You can think her deal is awful, the worst of all worlds, and pleases nobody, while still recognising that in drawing it up she has been trying to please as many people as possible, simultaneously dealing with the monumentally intransigent Brussels bureaucrats: it is almost the definition of the politics of compromise on which Britain has historically run.
Surrounded by braying, bullying, back-stabbing, game-playing men making no attempt to hide their naked desire to fill her shoes; having to negotiate with the other set of bullying, braying, back-stabbing men on the Continent, she has quietly kept doing what she does: attending local events in her constituency, going to church every Sunday, standing up on that podium yet again to make yet another statement without once shouting, losing her temper or going swivel-eyed in an attempt to get her point across.
THIS, I believe, is the real Theresa May: the public servant motivated by a strong sense of what she believes to be her duty, giving little of her personal self away, putting her head down and getting on with it.
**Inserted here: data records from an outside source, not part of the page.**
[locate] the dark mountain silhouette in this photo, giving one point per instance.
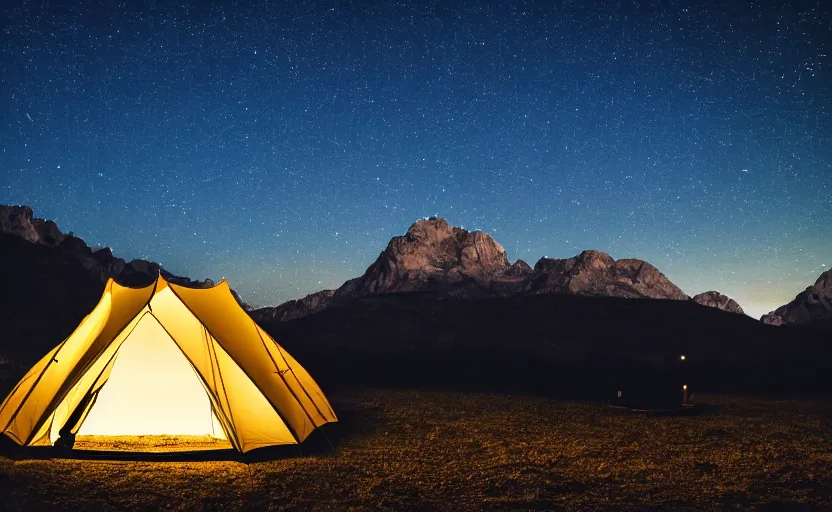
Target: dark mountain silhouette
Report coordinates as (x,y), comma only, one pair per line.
(51,280)
(442,306)
(556,344)
(101,264)
(811,306)
(717,300)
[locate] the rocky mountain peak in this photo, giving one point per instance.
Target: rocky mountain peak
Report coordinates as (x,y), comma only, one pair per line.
(814,304)
(597,273)
(20,221)
(430,253)
(714,299)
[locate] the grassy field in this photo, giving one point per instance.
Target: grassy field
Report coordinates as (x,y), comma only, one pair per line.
(403,450)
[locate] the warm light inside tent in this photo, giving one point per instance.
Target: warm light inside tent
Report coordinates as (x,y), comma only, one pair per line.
(152,390)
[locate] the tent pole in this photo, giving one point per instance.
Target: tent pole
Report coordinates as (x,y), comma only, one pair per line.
(328,442)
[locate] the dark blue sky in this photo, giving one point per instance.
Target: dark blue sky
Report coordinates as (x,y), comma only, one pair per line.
(281,146)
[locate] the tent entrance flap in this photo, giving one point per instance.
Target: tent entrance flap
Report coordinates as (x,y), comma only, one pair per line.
(152,390)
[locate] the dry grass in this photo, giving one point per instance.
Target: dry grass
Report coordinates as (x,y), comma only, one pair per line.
(402,450)
(155,444)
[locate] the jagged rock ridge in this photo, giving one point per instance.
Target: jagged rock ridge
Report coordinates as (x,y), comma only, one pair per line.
(714,299)
(101,263)
(814,304)
(436,257)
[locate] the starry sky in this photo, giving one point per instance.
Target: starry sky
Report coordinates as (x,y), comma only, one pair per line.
(282,145)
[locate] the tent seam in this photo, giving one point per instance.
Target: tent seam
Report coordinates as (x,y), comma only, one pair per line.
(242,369)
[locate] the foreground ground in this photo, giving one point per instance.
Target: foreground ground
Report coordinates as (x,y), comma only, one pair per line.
(433,450)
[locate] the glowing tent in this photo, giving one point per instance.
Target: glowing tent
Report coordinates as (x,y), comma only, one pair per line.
(166,359)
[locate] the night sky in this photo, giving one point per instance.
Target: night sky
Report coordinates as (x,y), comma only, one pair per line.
(282,146)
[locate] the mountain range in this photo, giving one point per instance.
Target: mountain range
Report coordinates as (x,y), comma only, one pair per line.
(450,261)
(445,302)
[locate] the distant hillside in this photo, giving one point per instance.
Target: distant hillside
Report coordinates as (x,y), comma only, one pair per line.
(451,261)
(811,306)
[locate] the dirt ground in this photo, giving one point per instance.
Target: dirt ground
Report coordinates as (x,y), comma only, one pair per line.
(405,450)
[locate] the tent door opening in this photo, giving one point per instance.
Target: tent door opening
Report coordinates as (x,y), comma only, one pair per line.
(153,395)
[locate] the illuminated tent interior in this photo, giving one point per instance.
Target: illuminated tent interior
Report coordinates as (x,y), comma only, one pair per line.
(166,360)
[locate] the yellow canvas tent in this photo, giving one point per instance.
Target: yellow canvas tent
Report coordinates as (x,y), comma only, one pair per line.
(166,359)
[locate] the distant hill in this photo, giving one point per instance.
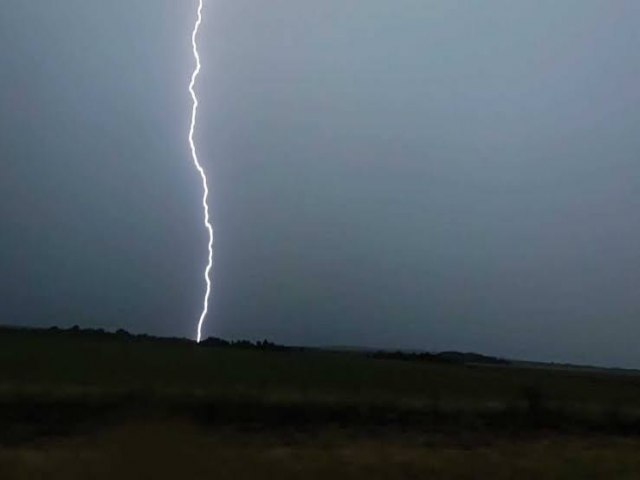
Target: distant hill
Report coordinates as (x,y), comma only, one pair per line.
(442,357)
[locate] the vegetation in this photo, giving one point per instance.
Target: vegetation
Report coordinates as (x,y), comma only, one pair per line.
(300,412)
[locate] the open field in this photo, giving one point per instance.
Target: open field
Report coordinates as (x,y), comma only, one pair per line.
(73,403)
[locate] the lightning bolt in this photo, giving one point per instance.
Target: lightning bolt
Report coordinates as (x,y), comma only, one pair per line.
(203,176)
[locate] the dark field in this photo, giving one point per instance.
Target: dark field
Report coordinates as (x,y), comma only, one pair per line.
(77,405)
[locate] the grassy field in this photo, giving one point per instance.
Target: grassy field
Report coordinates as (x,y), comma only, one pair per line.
(71,404)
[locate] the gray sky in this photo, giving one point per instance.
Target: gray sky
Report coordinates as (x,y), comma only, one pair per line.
(433,174)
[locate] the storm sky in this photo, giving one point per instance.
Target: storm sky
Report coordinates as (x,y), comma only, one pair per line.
(432,174)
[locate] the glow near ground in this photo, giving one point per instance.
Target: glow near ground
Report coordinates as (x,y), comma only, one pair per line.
(203,176)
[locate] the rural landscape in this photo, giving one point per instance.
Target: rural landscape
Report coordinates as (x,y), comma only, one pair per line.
(81,404)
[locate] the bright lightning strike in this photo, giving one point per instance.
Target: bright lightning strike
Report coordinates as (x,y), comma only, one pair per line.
(203,176)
It may not have been the perfect strategy as prime minister during one of the most turbulent political times in modern British history - in fact, it has doubtless contributed heavily to that turbulence (putting your head down is one thing, refusing to listen to advice is another; giving little away can tend towards the robotic) - but when I look at the rest of the politicians in Westminster, I wish that half of them would display her dignity, her courtesy and her sense of service.
I wonder if any of them would have done a better job in such fantastically difficult circumstances. Only time will tell whether Mrs May has messed this one up completely. But in the rush to criticise the mistakes, let's not utterly condemn the person who made them. (© Daily Telegraph, London)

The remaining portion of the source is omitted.